If the expected date of the Court Hearing is changed, Bakkavor will give
adequate notice of the changes by issuing an Announcement through a Regulatory
Information Service.
(6) The Greencore Prospectus is expected to be published in
sufficient time to ensure that the Conditions relating to the acknowledgements
by the FCA and the London Stock Exchange in connection with Admission are
satisfied prior to the Court Hearing.
(7) The latest date by which the Scheme must be implemented may be
extended by: (a) agreement between Bakkavor and Greencore; or (b) in a
competitive situation, by Greencore with the prior consent of the Panel, and
in each case, (if required) the approval of the Court.
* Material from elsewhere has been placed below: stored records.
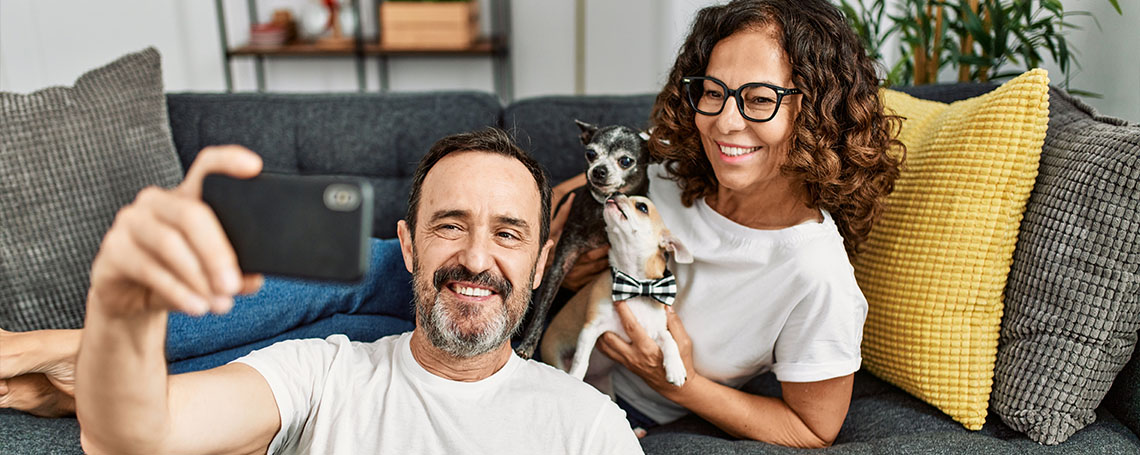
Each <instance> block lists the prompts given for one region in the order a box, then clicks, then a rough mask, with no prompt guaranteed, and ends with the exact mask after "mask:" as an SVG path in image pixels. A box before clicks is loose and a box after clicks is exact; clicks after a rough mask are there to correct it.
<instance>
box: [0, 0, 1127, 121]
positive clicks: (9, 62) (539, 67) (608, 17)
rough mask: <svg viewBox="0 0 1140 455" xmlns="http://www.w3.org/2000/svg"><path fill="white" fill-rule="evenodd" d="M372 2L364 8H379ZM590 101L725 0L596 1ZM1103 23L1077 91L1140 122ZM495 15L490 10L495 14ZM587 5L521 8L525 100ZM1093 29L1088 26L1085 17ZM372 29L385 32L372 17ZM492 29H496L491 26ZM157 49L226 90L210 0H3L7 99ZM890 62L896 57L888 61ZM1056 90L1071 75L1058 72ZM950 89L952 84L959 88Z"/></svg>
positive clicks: (1113, 14)
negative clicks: (132, 51) (1056, 88)
mask: <svg viewBox="0 0 1140 455" xmlns="http://www.w3.org/2000/svg"><path fill="white" fill-rule="evenodd" d="M312 1H316V0H258V7H259V16H261V18H260V19H261V21H266V19H268V17H269V15H270V14H271V11H272V9H274V8H282V7H288V8H292V9H293V10H294V11H298V10H300V7H302V6H304V5H307V3H309V2H312ZM372 1H373V0H364V1H363V6H361V9H363V11H366V13H367V11H372V10H373V9H372V5H373V3H372ZM585 1H586V13H587V18H586V21H587V27H588V30H587V35H586V46H587V48H586V57H587V59H586V67H585V74H586V94H644V92H655V91H657V90H659V89H660V86H661V82H662V81H663V79H665V76H666V74H665V73H666V71H667V70H668V67H669V65H670V64H671V63H673V59H674V57H675V52H676V50H677V48H678V47H679V44H681V40H682V39H683V36H684V34H685V33H686V32H687V27H689V25H690V21H691V19H692V14H693V13H694V11H695V10H697V9H699V8H700V7H702V6H706V5H710V3H714V2H717V0H585ZM223 3H225V6H226V15H227V25H228V30H229V38H230V43H231V44H237V43H241V42H244V41H245V40H246V38H247V35H249V33H247V24H249V18H247V15H246V7H245V1H243V0H225V1H223ZM1065 3H1066V6H1067V7H1068V8H1070V9H1086V10H1090V11H1092V13H1093V14H1096V15H1097V17H1098V18H1099V19H1100V23H1101V25H1102V31H1100V30H1097V27H1096V26H1094V25H1092V24H1091V23H1089V22H1084V23H1086V24H1089V25H1088V26H1085V29H1084V30H1082V31H1074V32H1072V34H1070V40H1072V43H1073V46H1074V47H1075V48H1077V49H1081V55H1080V58H1081V62H1082V65H1083V70H1081V71H1080V73H1077V74H1076V75H1075V76H1074V78H1073V80H1072V82H1070V84H1072V87H1074V88H1080V89H1084V90H1090V91H1097V92H1101V94H1105V95H1106V96H1105V98H1102V99H1089V101H1090V104H1092V105H1093V106H1096V107H1097V108H1098V109H1100V111H1101V112H1104V113H1106V114H1109V115H1116V116H1121V117H1124V119H1127V120H1132V121H1140V46H1138V43H1140V26H1138V25H1140V5H1138V3H1137V2H1131V1H1122V2H1121V3H1122V7H1123V8H1125V15H1124V17H1121V16H1117V15H1116V13H1115V11H1114V10H1112V7H1110V6H1109V5H1108V2H1107V1H1105V0H1096V1H1088V0H1083V1H1075V0H1066V1H1065ZM484 7H486V5H484ZM573 15H575V0H514V1H512V19H511V23H512V39H513V47H512V49H511V52H512V56H513V68H514V70H513V80H514V89H515V97H516V98H524V97H531V96H541V95H569V94H573V91H575V68H573V55H575V54H573V50H575V49H573V46H575V35H573V33H575V16H573ZM1074 21H1075V22H1082V19H1081V18H1076V19H1074ZM363 22H364V26H365V30H367V31H370V30H375V18H374V17H372V15H370V13H368V14H365V17H364V18H363ZM484 26H486V24H484ZM146 46H155V47H156V48H158V50H160V51H161V52H162V55H163V74H164V81H165V84H166V89H168V90H170V91H185V90H192V91H221V90H225V87H226V86H225V79H223V75H222V66H221V65H222V63H221V62H222V59H221V44H220V43H219V41H218V26H217V19H215V17H214V7H213V2H212V1H209V0H101V1H82V0H0V90H6V91H17V92H27V91H33V90H36V89H40V88H43V87H48V86H56V84H71V83H73V82H74V80H75V78H76V76H78V75H80V74H82V73H83V72H84V71H87V70H90V68H92V67H96V66H99V65H101V64H105V63H107V62H109V60H112V59H114V58H115V57H117V56H121V55H123V54H125V52H130V51H133V50H138V49H140V48H143V47H146ZM889 56H890V54H889V52H888V57H889ZM231 67H233V71H234V81H235V87H236V89H237V90H254V89H255V87H257V86H255V80H254V72H253V64H252V59H250V58H237V59H235V64H234V65H233V66H231ZM1045 67H1047V68H1049V70H1050V74H1051V75H1052V78H1053V80H1055V82H1056V81H1059V78H1060V73H1059V72H1058V71H1057V68H1056V67H1052V65H1045ZM365 68H366V71H367V78H366V80H367V83H368V89H369V90H377V89H378V76H377V65H376V62H375V59H372V58H369V59H368V62H367V63H366V66H365ZM266 70H267V71H266V73H267V84H268V88H269V89H270V90H274V91H353V90H356V87H357V86H356V68H355V65H353V63H352V59H351V58H276V59H274V58H270V59H268V62H267V65H266ZM390 74H391V80H390V83H391V88H392V89H393V90H435V89H474V90H486V91H490V90H492V87H494V84H492V78H491V63H490V60H489V59H487V58H446V57H438V58H415V59H392V60H391V73H390ZM947 80H948V79H947Z"/></svg>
(8) Timings for principal events relating to the CVR Consideration
(subject to the satisfaction of the CVR Conditions) are set out in Part III of
the Scheme Document. Where, at the Scheme Record Time, a holder of Scheme
Shares holds such shares in certificated form, the payment of the CVR
Consideration will be effected by means of cheque or electronic payment where
a UK bank mandate has been provided. Where, at the Scheme Record Time, a
holder of Scheme Shares holds such shares in uncertificated form through
CREST, the payment of the CVR Consideration will be effected by the electronic
payment to the electronic payment mandates held on behalf of such Scheme
Shareholders on the register of members of Bakkavor at the Scheme Record Time,
or alternatively, if no electronic payment mandate is held on behalf of any
such Scheme Shareholder(s) or if, for reasons outside Greencore's reasonable
control, it is not able to effect settlement of such CVR Consideration by
electronic payment, the CVR Consideration due to such Scheme Shareholder shall
be paid by cheque (or such other method as may be approved by the Panel).